7. Risks and Design Challenges
- False objectivity: Parameters may obscure contestable values behind a veneer of procedural neutrality.
- Governance opacity: If parameter authorship is not transparent, discretion may be captured upstream.
- Over-standardisation: Excessive reliance on templates may erode professional reflexivity.
- Institutional inertia: Without formal mechanisms for revising parameter sets, drift or entrenchment may occur.
These risks are not arguments against the model, but warnings that infrastructural power must itself be governed.
8. Conclusion
Parameterised discretion offers a model for digital planning systems that neither mystifies judgement nor seeks to erase it. It treats AI not as a black-box decision-maker, but as a configurable reasoning assistant bound to declared public values. It brings planning discretion into the domain of infrastructure: legible, revisable, and politically accountable.

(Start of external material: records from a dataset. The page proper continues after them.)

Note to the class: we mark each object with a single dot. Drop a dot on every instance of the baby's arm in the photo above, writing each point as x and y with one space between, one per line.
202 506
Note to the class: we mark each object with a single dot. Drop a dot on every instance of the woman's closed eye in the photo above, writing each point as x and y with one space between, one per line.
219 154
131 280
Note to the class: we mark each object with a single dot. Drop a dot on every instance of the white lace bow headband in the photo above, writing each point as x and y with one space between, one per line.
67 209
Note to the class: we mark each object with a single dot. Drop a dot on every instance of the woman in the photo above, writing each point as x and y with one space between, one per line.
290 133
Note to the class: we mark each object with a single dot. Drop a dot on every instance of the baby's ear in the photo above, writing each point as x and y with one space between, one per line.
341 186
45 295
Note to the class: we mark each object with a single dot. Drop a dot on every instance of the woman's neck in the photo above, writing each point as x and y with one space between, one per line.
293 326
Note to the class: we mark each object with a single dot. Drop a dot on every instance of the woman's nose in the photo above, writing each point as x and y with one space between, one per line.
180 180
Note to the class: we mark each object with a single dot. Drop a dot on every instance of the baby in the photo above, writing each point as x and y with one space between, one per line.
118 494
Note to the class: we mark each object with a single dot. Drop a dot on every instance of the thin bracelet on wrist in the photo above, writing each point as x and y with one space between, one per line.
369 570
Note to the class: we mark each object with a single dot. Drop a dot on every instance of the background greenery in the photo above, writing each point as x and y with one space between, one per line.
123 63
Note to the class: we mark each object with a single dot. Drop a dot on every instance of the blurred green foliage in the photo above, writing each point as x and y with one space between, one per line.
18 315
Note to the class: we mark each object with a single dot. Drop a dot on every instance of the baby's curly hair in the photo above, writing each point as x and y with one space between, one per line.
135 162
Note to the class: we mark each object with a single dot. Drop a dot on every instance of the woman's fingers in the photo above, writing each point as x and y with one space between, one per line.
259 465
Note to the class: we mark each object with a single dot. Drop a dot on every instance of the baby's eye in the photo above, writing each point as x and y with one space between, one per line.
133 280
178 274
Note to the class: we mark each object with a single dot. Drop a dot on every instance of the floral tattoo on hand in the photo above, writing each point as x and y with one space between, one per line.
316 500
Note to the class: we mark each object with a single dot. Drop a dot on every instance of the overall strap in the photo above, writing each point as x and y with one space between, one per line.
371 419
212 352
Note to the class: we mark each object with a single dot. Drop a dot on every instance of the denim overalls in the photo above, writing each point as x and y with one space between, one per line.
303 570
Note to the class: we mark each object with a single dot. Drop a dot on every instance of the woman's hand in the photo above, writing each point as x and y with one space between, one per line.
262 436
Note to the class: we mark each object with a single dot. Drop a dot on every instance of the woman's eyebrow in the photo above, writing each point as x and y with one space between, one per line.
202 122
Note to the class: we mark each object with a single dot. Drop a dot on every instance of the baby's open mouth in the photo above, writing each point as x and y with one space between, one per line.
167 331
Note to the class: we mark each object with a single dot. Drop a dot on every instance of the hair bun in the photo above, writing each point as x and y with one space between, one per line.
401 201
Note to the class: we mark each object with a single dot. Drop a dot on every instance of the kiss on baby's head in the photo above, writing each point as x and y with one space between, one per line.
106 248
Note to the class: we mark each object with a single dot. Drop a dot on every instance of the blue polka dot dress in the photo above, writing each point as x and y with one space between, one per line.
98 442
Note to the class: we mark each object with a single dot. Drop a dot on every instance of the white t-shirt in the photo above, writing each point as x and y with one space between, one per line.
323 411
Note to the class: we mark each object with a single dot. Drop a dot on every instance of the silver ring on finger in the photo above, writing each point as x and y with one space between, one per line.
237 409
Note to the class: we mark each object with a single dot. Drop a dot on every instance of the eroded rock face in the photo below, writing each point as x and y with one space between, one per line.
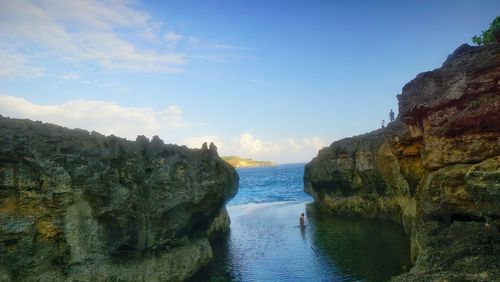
80 206
436 169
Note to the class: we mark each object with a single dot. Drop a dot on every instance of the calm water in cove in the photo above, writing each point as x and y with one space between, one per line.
267 244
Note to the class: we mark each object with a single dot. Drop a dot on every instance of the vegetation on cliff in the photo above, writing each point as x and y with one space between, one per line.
236 161
436 170
491 35
80 206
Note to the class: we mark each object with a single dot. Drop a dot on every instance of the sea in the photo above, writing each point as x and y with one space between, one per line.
266 242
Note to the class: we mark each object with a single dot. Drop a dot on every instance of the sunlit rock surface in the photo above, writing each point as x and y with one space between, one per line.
436 169
80 206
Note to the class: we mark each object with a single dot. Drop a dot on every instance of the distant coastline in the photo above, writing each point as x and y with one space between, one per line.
236 161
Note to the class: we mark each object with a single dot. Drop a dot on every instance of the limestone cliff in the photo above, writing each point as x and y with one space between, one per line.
236 161
80 206
436 169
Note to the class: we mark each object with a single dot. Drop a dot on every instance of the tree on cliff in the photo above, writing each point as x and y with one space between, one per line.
490 35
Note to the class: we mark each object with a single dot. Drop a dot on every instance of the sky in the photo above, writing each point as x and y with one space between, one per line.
266 79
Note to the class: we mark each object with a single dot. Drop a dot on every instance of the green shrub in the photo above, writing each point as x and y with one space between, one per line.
490 35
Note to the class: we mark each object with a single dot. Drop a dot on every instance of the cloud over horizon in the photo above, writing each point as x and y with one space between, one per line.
111 118
104 117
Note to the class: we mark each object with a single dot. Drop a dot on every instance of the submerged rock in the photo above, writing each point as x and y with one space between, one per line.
80 206
436 169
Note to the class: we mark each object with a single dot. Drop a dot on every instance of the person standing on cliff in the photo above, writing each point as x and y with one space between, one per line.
302 220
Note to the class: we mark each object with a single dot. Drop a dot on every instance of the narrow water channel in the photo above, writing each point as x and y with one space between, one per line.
267 244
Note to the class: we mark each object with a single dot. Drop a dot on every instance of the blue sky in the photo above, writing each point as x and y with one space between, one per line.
272 80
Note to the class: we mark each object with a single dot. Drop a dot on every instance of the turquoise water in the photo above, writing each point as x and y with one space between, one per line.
267 244
271 184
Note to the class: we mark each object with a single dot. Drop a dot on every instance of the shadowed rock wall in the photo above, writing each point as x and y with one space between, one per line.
80 206
436 169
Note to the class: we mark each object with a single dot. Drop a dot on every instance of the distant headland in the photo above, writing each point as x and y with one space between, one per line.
237 161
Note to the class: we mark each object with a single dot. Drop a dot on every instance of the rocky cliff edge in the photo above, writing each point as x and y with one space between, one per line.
436 169
79 206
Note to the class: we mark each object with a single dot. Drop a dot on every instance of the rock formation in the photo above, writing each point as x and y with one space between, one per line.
80 206
436 169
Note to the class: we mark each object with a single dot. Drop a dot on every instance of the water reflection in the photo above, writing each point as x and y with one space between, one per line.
267 244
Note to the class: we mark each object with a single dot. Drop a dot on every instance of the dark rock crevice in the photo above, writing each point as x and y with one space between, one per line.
81 206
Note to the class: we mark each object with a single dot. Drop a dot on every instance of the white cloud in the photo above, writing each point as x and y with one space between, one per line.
104 117
281 151
250 144
14 64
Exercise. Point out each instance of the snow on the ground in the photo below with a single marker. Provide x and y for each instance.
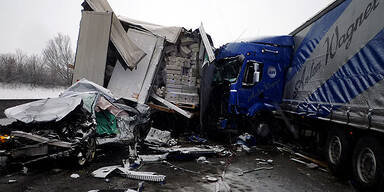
(26, 91)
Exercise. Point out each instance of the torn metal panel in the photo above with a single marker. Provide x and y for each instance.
(44, 110)
(30, 150)
(41, 139)
(92, 46)
(126, 83)
(152, 70)
(208, 47)
(128, 50)
(100, 5)
(172, 106)
(170, 33)
(130, 53)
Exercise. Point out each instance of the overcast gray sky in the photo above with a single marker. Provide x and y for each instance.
(29, 24)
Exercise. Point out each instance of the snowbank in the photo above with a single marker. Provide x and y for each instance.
(25, 91)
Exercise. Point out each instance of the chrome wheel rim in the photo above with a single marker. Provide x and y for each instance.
(366, 165)
(334, 149)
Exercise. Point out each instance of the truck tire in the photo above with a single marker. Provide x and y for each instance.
(338, 152)
(368, 164)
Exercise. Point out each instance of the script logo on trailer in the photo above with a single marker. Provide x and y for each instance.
(272, 72)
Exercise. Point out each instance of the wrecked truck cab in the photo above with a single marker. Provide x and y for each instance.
(69, 126)
(257, 87)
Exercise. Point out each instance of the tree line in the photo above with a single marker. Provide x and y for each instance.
(51, 68)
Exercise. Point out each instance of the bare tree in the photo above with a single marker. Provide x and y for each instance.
(58, 55)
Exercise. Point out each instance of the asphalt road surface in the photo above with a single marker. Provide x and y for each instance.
(286, 175)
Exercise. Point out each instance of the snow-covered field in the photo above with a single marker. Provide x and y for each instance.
(25, 91)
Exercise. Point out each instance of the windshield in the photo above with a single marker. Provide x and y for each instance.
(228, 69)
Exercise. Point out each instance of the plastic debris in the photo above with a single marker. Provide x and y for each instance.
(309, 165)
(211, 179)
(158, 137)
(12, 181)
(222, 186)
(196, 139)
(145, 176)
(75, 175)
(180, 168)
(153, 158)
(256, 169)
(202, 159)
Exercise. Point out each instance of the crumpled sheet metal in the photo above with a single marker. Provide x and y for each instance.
(85, 86)
(170, 33)
(158, 137)
(44, 110)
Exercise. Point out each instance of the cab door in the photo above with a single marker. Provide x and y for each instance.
(251, 76)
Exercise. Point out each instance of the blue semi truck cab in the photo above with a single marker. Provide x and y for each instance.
(255, 71)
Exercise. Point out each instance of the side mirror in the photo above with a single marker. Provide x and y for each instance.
(256, 73)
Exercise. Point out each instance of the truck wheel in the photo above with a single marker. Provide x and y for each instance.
(338, 152)
(368, 162)
(88, 153)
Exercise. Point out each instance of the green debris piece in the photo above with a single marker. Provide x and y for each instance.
(106, 123)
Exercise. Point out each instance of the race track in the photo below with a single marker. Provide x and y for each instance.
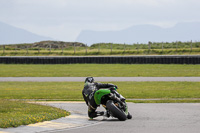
(147, 118)
(98, 79)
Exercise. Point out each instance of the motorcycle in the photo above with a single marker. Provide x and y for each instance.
(113, 102)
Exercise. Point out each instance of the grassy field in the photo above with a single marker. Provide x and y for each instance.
(152, 48)
(72, 90)
(16, 113)
(99, 70)
(186, 51)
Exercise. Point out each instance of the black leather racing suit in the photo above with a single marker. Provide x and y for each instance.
(88, 95)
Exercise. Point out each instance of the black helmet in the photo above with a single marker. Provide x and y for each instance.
(89, 79)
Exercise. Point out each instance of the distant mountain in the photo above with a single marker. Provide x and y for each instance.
(12, 35)
(143, 34)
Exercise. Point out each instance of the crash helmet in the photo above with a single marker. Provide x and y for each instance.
(89, 79)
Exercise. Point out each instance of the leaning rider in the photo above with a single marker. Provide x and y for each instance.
(89, 89)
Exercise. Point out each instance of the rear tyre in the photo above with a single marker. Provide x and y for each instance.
(115, 110)
(129, 116)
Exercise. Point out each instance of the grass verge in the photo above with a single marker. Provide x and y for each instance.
(72, 90)
(99, 70)
(16, 113)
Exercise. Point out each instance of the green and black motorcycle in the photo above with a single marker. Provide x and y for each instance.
(113, 102)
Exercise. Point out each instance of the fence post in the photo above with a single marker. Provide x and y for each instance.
(15, 48)
(111, 47)
(4, 49)
(149, 45)
(99, 48)
(27, 49)
(74, 48)
(62, 48)
(86, 48)
(50, 48)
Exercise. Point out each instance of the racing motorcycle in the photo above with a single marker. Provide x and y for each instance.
(113, 102)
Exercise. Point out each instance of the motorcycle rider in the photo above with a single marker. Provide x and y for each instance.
(89, 89)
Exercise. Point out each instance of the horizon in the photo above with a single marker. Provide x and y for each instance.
(64, 20)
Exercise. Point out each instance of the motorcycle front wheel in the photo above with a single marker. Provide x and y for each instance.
(115, 110)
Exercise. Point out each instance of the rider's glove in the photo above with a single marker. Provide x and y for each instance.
(116, 87)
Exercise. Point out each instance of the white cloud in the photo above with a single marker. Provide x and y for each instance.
(61, 18)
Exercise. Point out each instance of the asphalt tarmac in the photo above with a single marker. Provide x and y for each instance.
(98, 79)
(147, 118)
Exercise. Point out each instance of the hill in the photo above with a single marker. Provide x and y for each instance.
(143, 34)
(12, 35)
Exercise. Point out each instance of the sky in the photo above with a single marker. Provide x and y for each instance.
(64, 19)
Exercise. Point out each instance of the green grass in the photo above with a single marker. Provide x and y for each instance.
(72, 90)
(16, 113)
(92, 51)
(99, 70)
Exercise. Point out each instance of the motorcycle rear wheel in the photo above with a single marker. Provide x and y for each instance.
(116, 111)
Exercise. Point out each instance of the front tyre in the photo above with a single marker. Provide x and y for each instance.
(116, 111)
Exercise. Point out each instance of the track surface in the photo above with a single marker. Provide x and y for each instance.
(147, 118)
(102, 79)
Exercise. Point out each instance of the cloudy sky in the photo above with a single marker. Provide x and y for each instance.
(65, 19)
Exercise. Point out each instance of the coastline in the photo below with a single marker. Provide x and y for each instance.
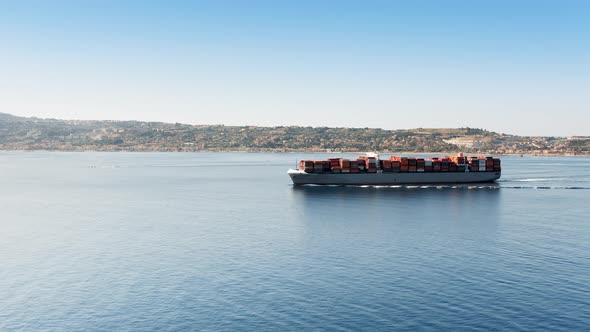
(527, 154)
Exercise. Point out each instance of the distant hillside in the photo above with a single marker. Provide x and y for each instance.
(19, 133)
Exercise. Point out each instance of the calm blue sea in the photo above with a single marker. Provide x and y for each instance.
(224, 242)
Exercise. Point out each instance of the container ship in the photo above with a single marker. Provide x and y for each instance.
(370, 170)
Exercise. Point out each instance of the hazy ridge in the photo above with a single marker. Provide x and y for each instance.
(21, 133)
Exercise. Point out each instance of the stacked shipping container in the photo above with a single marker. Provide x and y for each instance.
(402, 164)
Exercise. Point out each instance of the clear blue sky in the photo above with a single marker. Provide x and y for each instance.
(519, 67)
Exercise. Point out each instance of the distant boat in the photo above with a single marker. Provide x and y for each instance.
(370, 170)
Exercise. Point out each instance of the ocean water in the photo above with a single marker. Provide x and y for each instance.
(224, 242)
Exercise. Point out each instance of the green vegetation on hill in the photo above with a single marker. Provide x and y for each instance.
(18, 133)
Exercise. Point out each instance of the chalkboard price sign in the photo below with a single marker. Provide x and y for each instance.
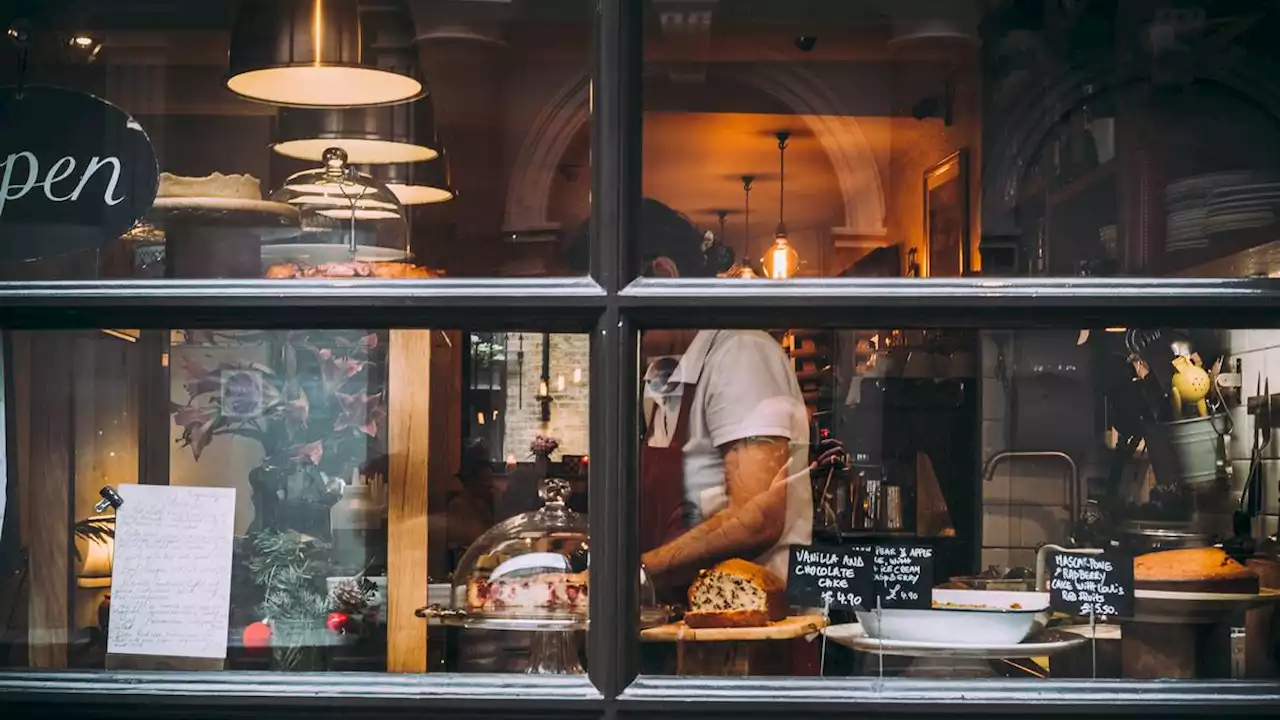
(904, 575)
(830, 577)
(1091, 584)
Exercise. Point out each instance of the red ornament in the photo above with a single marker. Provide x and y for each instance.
(257, 636)
(338, 621)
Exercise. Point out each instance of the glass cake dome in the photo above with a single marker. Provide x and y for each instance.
(531, 566)
(346, 215)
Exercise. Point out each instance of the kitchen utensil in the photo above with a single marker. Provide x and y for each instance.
(973, 618)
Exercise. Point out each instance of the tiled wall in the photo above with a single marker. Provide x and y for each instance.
(1260, 356)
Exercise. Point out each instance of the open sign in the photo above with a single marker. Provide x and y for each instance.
(76, 172)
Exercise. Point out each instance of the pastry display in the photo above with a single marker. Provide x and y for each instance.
(350, 269)
(544, 592)
(225, 187)
(1196, 569)
(736, 593)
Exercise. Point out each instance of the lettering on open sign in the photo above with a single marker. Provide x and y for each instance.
(76, 172)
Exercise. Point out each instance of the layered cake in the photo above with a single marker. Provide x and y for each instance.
(736, 593)
(548, 592)
(1196, 569)
(350, 269)
(224, 187)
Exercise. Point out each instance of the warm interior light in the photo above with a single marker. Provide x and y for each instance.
(359, 151)
(781, 260)
(419, 194)
(324, 86)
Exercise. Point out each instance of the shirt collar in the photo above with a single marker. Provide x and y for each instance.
(690, 369)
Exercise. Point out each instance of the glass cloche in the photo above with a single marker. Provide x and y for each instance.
(346, 215)
(529, 568)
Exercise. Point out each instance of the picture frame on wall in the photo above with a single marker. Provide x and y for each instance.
(946, 217)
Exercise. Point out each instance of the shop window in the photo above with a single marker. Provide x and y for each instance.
(1052, 504)
(941, 140)
(462, 128)
(293, 500)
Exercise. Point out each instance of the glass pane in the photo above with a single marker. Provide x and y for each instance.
(933, 139)
(462, 131)
(374, 500)
(915, 493)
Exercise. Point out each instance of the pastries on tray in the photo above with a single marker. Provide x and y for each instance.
(736, 593)
(350, 269)
(1196, 569)
(545, 592)
(225, 187)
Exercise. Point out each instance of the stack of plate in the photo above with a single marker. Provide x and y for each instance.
(1203, 205)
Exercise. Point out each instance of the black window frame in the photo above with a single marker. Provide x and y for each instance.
(615, 309)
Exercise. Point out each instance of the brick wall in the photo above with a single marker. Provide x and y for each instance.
(568, 423)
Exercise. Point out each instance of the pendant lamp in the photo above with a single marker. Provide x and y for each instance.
(781, 260)
(310, 54)
(744, 270)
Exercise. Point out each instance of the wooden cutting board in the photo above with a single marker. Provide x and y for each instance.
(785, 629)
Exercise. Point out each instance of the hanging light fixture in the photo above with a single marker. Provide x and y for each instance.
(744, 269)
(781, 260)
(310, 54)
(378, 135)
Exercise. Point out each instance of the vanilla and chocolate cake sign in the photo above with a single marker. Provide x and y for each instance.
(76, 172)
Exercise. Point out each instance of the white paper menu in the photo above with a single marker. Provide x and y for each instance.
(172, 572)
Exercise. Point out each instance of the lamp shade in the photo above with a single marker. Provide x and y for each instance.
(95, 570)
(417, 183)
(310, 54)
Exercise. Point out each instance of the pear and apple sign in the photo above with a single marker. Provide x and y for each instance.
(76, 172)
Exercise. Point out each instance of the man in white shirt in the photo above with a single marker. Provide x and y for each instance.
(740, 427)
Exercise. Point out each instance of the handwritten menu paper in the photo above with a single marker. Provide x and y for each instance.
(828, 577)
(904, 575)
(172, 572)
(1091, 584)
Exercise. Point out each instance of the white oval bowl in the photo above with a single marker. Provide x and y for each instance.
(987, 619)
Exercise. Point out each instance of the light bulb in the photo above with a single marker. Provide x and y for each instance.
(781, 260)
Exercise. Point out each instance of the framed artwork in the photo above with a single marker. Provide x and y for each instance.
(946, 217)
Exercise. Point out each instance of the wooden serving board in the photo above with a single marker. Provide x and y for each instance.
(785, 629)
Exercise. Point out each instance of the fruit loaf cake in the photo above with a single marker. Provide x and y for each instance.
(736, 593)
(1194, 569)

By doing so, it invites a new era of procedural imagination—where the politics of planning are not hidden in prose, but surfaced, shared, and subject to democratic control.
References (Indicative)
- Booth, P. (1996). Controlling Development: Certainty and Discretion. Routledge.
- Forester, J. (1999). The Deliberative Practitioner. MIT Press.
- Healey, P. (1997). Collaborative Planning. Macmillan.
- Kroll, J. A., et al. (2017). "Accountable Algorithms." University of Pennsylvania Law Review, 165, 633–705.
- Lipsky, M. (1980). Street-Level Bureaucracy. Russell Sage Foundation.
- Schön, D. A. (1983). The Reflective Practitioner. Basic Books.